Now, the United States is helping to lead a large study of two vaccines against Ebola. But as researchers try to compress a clinical process that can take a decade into a fraction of the time, they are confronting the same volatile mix of skepticism, fear, false rumor and understandable mistrust that helped spread Ebola in the first place.
“When we look at Ebola, it came from America,” said Sylvester George, a pastor’s assistant, expressing doubts about the clinical trials at an information session. “It’s a man-made virus. So why didn’t they do this trial in America, but they decide to come to Liberia?”
Trials of Ebola drugs and vaccines are underway or planned in Liberia, Guinea and Sierra Leone, the three countries most affected by an epidemic that has claimed about 10,000 lives. But the study in Liberia of the two vaccines is the most ambitious, with American researchers from the National Institutes of Health and their Liberian counterparts hoping to enlist more than 27,000 participants under an agreement between their governments.
The trial’s scale alone has posed tough ethical and practical questions. American and Liberian officials have debated how to attract so many volunteers, how much to pay them and how to mobilize the public to extinguish crippling rumors before they take root, like the one asserting that Ebola vaccines were being slipped into children’s immunizations.
And there is an added layer of mistrust directed at one of the most important partners in the trial: the Liberian government.
After a government minister called on Liberians to “step up” and volunteer to test a new Ebola vaccine, angry callers on talk radio asked why no high-ranking government official had gotten a shot in the arm.
A local radio reporter asked whether signing a consent form was tantamount to a “death warrant” for volunteers. A daily newspaper said simply, “Liberians are not animals.” Scientists have been left scrambling to win over the trust of the Liberian people on the ground.
“This concept of social mobilization, I had not heard that term before,” said Dr. Clifford Lane, who is leading the trial for the National Institute of Allergy and Infectious Diseases, the American government research agency. “But I came to realize it is one of the most critical things for success in this country.”
Last August, even as Monrovia was rapidly becoming the center of the outbreak, many Liberians denied Ebola’s existence. Distrustful of a government widely perceived as corrupt, they believed that the authorities were exaggerating the gravity of the disease to get money from international donors.
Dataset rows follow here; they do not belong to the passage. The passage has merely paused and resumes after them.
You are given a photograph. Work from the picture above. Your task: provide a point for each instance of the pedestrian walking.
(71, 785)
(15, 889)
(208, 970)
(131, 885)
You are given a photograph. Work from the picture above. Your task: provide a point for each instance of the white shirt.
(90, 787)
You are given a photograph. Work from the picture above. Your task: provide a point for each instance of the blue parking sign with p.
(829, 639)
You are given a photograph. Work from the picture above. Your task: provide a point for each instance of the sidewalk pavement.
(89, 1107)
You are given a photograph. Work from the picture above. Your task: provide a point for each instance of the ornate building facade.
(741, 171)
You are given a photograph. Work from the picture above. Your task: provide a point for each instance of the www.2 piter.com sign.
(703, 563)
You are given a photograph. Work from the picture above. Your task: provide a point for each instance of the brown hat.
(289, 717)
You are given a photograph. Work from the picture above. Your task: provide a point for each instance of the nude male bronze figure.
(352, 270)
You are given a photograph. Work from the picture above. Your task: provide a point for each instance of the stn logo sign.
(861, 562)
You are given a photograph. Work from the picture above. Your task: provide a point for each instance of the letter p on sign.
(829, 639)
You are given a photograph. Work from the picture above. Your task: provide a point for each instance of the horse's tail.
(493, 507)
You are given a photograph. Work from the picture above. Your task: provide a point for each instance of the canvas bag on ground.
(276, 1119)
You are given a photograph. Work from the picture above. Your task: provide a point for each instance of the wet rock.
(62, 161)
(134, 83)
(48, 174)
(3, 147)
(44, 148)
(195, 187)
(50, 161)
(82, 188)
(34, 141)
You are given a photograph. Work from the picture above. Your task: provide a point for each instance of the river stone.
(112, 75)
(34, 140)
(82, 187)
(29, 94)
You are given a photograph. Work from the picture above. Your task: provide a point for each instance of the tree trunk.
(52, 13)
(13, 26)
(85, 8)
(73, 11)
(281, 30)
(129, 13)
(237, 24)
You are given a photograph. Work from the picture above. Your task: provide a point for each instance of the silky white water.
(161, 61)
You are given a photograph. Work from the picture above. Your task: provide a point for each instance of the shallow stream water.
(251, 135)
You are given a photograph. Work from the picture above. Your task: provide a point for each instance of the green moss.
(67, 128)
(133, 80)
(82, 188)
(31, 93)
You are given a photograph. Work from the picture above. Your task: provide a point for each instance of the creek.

This made it harder to convince people to take lifesaving precautions like isolating sick relatives.
The distrust only deepened after the government deployed troops to enforce a blanket quarantine on a neighborhood in the capital, Monrovia, leading to deadly riots over a tactic that President Ellen Johnson Sirleaf later called a mistake.
“There were some false starts, but we built on the lessons from the false starts,” Dr. Stephen Kennedy, the lead Liberian investigator in the vaccine trial, said of last year’s efforts to combat the epidemic. “The lesson was that using formal and informal community structures had an impact on the epidemic in Liberia. So for this trial, we are building on that.”
To try to allay suspicions, Dr. Kennedy and another Liberian doctor invited the local news media to watch them get vaccinated. But the event did not appear to change the opinion of many Liberians, who continued to assert that their government was infecting citizens with Ebola to squeeze money out of donors.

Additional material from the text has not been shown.